An attempt to reproduce 100 psychology studies published in leading journals couldn't match the results in almost two thirds of cases. The findings raise serious questions about the rigor of research in the field, as well as how other areas of science would stack up under the same test.
Reproducibility is considered a core feature of science. Exceptions are tolerated for observations of fleeting natural phenomena, but these don’t apply to the 160 psychology papers published in 2008 in three leading journals, Psychological Science, Journal of Experimental Psychology: Learning, Memory and Cognition and the Journal of Personality and Social Psychology.
The Center for Open Science (COS) set out to see how reliable the results from these papers were. They invited psychology researchers worldwide to claim a paper and attempt to replicate the results. Dr Patrick Goodbourn was one of those taking part. Like others, Goodbourn chose a paper that suited his experience, sought details from the original authors and set out to see if the results could be repeated. Funding grants were available from COS and a philanthropic organization.
Goodbourn told IFLScience, “The year 2008 was chosen because it was recent enough that most original authors still had their dataset, but enough time has elapsed that we could see how influential these papers have been.” However, rather than picking only the most cited papers, as some projects have done, Goodbourn said all 2008 papers were included 'to eliminate bias.'”
“A few of the papers relied on historical events or would have taken too long to replicate, but most of them were suitable for testing,” Goodbourn said.
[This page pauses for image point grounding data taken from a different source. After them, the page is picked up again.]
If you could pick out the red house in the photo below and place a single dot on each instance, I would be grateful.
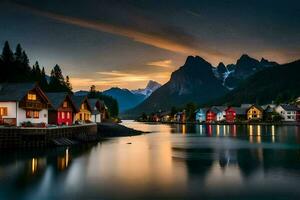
(211, 115)
(230, 114)
(62, 110)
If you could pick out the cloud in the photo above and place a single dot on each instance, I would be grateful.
(164, 37)
(161, 63)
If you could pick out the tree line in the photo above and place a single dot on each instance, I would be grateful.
(15, 67)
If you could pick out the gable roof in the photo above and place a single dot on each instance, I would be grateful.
(240, 110)
(57, 99)
(288, 107)
(78, 100)
(15, 91)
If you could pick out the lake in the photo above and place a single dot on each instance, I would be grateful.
(172, 162)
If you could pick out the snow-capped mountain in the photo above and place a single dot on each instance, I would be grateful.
(150, 88)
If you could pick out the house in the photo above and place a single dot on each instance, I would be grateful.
(201, 115)
(62, 110)
(269, 112)
(288, 112)
(96, 106)
(241, 113)
(103, 111)
(165, 116)
(83, 109)
(23, 102)
(230, 114)
(211, 115)
(221, 112)
(254, 112)
(180, 117)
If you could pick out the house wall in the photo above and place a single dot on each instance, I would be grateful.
(96, 118)
(289, 116)
(43, 117)
(11, 112)
(254, 113)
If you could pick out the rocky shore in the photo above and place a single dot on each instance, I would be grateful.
(109, 129)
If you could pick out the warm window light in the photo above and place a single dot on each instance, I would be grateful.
(31, 96)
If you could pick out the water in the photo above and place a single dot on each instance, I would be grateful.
(173, 162)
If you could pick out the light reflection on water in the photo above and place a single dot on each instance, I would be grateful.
(173, 162)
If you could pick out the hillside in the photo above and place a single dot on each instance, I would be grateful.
(193, 82)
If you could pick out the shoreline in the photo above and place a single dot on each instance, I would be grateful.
(227, 123)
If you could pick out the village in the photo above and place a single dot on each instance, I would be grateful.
(27, 105)
(246, 113)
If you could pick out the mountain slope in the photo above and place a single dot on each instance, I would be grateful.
(278, 83)
(193, 82)
(150, 88)
(126, 99)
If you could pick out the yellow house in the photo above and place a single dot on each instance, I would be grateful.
(254, 112)
(83, 108)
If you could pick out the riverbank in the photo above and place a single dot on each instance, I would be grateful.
(227, 123)
(109, 129)
(20, 137)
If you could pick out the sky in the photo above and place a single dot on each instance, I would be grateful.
(126, 43)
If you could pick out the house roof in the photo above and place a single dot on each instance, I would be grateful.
(240, 110)
(56, 98)
(288, 107)
(15, 91)
(78, 100)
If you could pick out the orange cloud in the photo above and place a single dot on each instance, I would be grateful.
(162, 42)
(161, 63)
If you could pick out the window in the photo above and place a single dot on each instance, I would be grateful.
(32, 114)
(65, 104)
(31, 97)
(36, 114)
(3, 111)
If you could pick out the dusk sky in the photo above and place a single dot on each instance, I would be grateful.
(126, 43)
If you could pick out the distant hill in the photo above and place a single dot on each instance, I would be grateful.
(126, 99)
(233, 74)
(193, 82)
(150, 88)
(279, 83)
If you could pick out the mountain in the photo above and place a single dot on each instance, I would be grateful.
(244, 67)
(150, 88)
(279, 83)
(193, 82)
(126, 99)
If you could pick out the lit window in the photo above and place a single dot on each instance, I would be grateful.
(36, 114)
(28, 114)
(31, 96)
(3, 111)
(65, 104)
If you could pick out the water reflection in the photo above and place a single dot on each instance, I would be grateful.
(174, 162)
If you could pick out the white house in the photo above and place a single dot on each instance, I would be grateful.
(288, 112)
(220, 111)
(23, 102)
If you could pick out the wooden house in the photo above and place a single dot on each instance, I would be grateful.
(96, 106)
(62, 110)
(254, 112)
(288, 112)
(200, 115)
(23, 102)
(230, 114)
(83, 109)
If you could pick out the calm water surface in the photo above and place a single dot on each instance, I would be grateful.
(173, 162)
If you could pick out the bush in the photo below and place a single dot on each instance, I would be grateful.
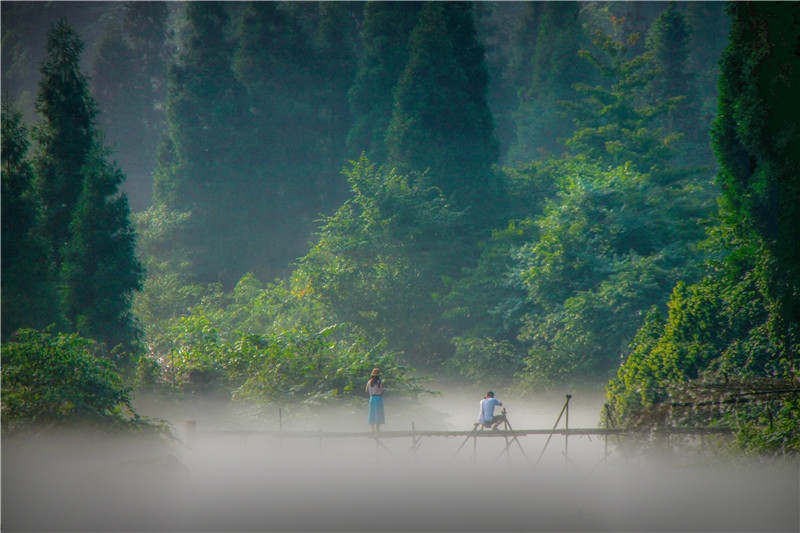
(56, 379)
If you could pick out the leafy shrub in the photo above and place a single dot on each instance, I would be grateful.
(55, 379)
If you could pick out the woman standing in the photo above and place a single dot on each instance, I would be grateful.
(375, 391)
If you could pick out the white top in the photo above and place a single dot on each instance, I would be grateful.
(375, 388)
(487, 409)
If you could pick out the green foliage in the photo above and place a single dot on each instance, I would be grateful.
(553, 69)
(442, 123)
(615, 124)
(129, 81)
(200, 166)
(242, 344)
(608, 249)
(66, 134)
(100, 272)
(57, 379)
(757, 140)
(386, 30)
(28, 282)
(383, 256)
(773, 430)
(86, 219)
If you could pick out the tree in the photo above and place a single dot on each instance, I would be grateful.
(200, 166)
(385, 33)
(56, 379)
(757, 140)
(554, 67)
(668, 41)
(609, 248)
(615, 123)
(381, 259)
(129, 82)
(86, 218)
(66, 134)
(28, 281)
(442, 123)
(100, 272)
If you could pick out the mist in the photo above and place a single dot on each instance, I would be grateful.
(83, 482)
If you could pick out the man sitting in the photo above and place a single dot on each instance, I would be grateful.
(487, 417)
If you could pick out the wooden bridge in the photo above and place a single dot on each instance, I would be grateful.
(509, 435)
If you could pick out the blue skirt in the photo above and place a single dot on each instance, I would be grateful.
(376, 415)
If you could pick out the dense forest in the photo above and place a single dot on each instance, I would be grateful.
(264, 200)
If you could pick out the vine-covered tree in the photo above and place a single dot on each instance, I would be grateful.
(732, 337)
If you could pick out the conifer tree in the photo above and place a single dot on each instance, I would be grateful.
(28, 282)
(129, 82)
(554, 67)
(757, 141)
(100, 272)
(200, 166)
(442, 123)
(667, 41)
(86, 215)
(66, 133)
(385, 33)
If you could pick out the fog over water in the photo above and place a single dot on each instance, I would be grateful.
(264, 483)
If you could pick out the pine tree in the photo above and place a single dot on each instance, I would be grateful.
(66, 133)
(757, 140)
(28, 283)
(129, 82)
(442, 123)
(88, 226)
(200, 167)
(555, 66)
(100, 272)
(667, 41)
(385, 33)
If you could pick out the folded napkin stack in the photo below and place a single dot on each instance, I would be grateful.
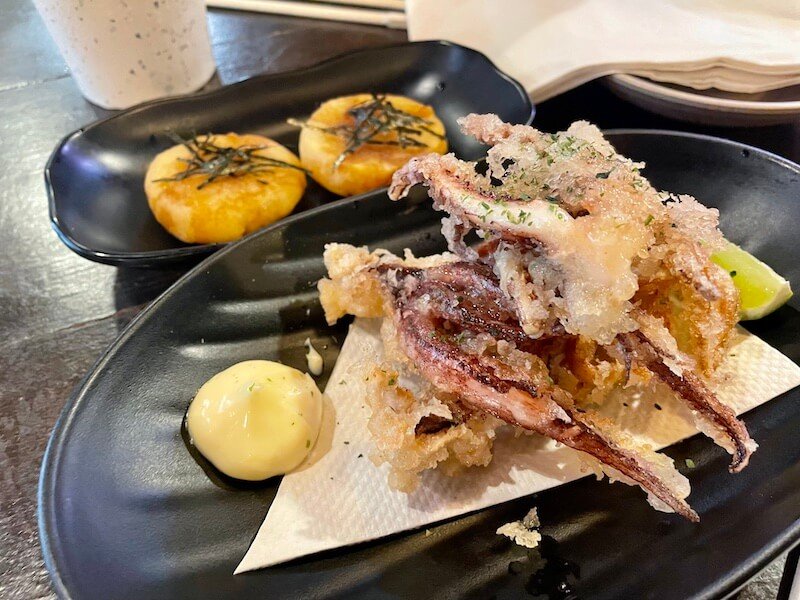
(550, 46)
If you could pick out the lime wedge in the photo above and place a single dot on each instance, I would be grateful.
(761, 289)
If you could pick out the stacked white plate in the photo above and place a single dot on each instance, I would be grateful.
(726, 62)
(710, 106)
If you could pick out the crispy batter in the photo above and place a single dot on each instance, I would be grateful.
(589, 282)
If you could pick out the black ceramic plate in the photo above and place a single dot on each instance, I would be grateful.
(127, 512)
(95, 176)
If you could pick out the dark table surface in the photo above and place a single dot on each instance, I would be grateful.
(58, 311)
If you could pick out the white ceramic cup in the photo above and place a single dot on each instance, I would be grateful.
(123, 52)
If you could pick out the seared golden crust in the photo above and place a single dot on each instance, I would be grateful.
(371, 166)
(229, 207)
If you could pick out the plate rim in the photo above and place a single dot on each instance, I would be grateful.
(170, 256)
(46, 509)
(663, 92)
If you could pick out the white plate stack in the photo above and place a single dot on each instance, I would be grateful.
(728, 62)
(386, 13)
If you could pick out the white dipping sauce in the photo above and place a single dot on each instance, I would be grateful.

Outcomes from the first 100 tested have been published in Science.
Rather than repeat the studies with the same sample sizes, “We looked at the effect size reported in the original paper and chose samples that should have had a 95% probability of achieving statistical significance with that effect size,” said Goodbourn.
Nevertheless, just 36 of the replication efforts achieved the benchmark of statistical significance of having a less than 5% chance of being incorrect. The authors report that three other teams got results “subjectively rated to have replicated the original result.”
Goodbourn told IFLScience, “We each got acquainted with the original dataset, and no one has raised any evidence of fraud.” Instead he thinks psychologists are setting the bar too low for what is considered rigorous enough to publish. In some cases subtle differences in the conduct of the studies have been blamed. However, Goodbourn said, “None of the differences looked likely to be important prior to attempting replication.”
Goodbourn himself chose a cognitive psychology study looking at the “repetition effect” which did not achieve statistical significance. He told IFLScience. “I have no doubt the effect they found is real, but I think it is much weaker than the original study reported.” In general Goodbourn noted, cognitive psychology studies held up better than those in social psychology, which he attributed to “many of the effects in social psychology being much more subtle.”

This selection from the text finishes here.